Boundary flows in minimal models

TL;DR

This paper explores boundary flows in minimal conformal models using RSOS restrictions and analytic continuation of the boundary sinh-Gordon model, revealing new interpolations between boundary conditions and connections to Kondo models.

Contribution

It introduces a novel approach to describe boundary flows in minimal models via RSOS restrictions and boundary sinh-Gordon analytic continuation, extending the staircase phenomenon.

Findings

Describes boundary flows between conformally invariant boundary conditions.

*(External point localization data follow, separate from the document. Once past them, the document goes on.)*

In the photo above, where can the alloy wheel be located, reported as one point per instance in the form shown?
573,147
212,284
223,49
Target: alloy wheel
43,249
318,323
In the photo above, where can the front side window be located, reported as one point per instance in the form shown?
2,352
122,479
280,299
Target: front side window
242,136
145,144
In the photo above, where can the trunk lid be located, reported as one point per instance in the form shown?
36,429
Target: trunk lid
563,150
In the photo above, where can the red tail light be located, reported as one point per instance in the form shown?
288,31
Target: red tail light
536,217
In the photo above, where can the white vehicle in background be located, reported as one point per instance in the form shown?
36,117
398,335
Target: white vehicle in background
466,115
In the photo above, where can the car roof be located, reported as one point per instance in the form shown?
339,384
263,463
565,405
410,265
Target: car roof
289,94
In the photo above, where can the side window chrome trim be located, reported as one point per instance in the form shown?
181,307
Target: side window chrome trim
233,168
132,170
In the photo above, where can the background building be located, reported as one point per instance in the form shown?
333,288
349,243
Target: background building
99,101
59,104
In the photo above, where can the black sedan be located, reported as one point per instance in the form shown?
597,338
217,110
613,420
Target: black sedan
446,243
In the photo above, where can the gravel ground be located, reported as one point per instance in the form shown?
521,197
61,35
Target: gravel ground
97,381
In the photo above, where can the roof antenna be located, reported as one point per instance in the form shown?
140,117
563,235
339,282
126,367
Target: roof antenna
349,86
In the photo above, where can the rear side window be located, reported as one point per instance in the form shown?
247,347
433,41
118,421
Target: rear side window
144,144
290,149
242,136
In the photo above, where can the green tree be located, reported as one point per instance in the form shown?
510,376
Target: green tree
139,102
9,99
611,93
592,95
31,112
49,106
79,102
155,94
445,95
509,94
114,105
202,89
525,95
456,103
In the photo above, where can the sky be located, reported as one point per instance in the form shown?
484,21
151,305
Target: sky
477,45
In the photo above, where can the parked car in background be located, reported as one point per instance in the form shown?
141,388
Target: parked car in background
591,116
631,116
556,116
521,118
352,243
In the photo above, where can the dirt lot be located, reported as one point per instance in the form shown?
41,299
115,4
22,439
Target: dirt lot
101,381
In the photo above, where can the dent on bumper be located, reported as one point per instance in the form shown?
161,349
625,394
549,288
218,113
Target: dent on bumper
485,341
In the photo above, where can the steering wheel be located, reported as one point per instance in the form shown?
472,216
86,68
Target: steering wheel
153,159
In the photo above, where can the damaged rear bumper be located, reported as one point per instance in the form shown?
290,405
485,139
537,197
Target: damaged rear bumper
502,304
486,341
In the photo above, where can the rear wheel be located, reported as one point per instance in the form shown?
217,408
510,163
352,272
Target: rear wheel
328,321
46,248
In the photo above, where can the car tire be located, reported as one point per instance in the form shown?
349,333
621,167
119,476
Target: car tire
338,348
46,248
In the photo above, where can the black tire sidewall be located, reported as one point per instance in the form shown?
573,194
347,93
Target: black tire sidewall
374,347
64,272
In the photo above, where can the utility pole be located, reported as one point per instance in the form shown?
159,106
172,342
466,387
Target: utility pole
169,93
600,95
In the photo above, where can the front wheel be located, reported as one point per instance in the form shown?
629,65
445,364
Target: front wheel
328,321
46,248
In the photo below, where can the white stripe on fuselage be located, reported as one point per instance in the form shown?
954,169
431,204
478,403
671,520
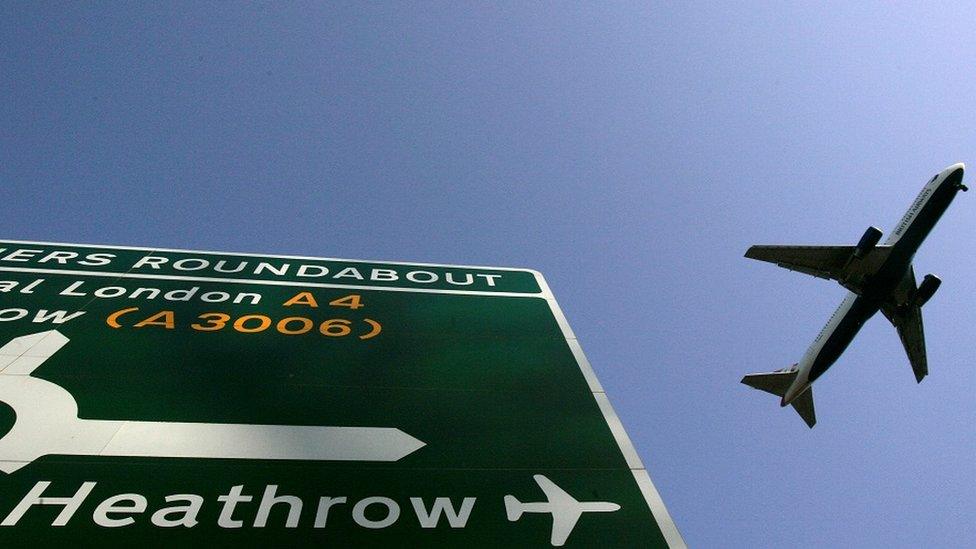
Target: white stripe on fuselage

Shows interpolation between all minimal models and their boundary conditions.

Identifies a boundary roaming trajectory in the c=1 theory related to Kondo models.

Abstract

We discuss in this paper the behaviour of minimal models of conformal theory perturbed by the operator $\Phi_{13}$ at the boundary. Using the RSOS restriction of the sine-Gordon model, adapted to the boundary problem, a series of boundary flows between different set of conformally invariant boundary conditions are described. Generalizing the "staircase" phenomenon discovered by Al. Zamolodchikov, we find that an analytic continuation of the boundary sinh-Gordon model provides a flow interpolation not only between all minimal models in the bulk, but also between their possible conformal boundary conditions. In the particular case where the bulk sinh-Gordon coupling is turned to zero, we obtain a boundary roaming trajectory in the $c=1$ theory that interpolates between all the possible spin $S$ Kondo models.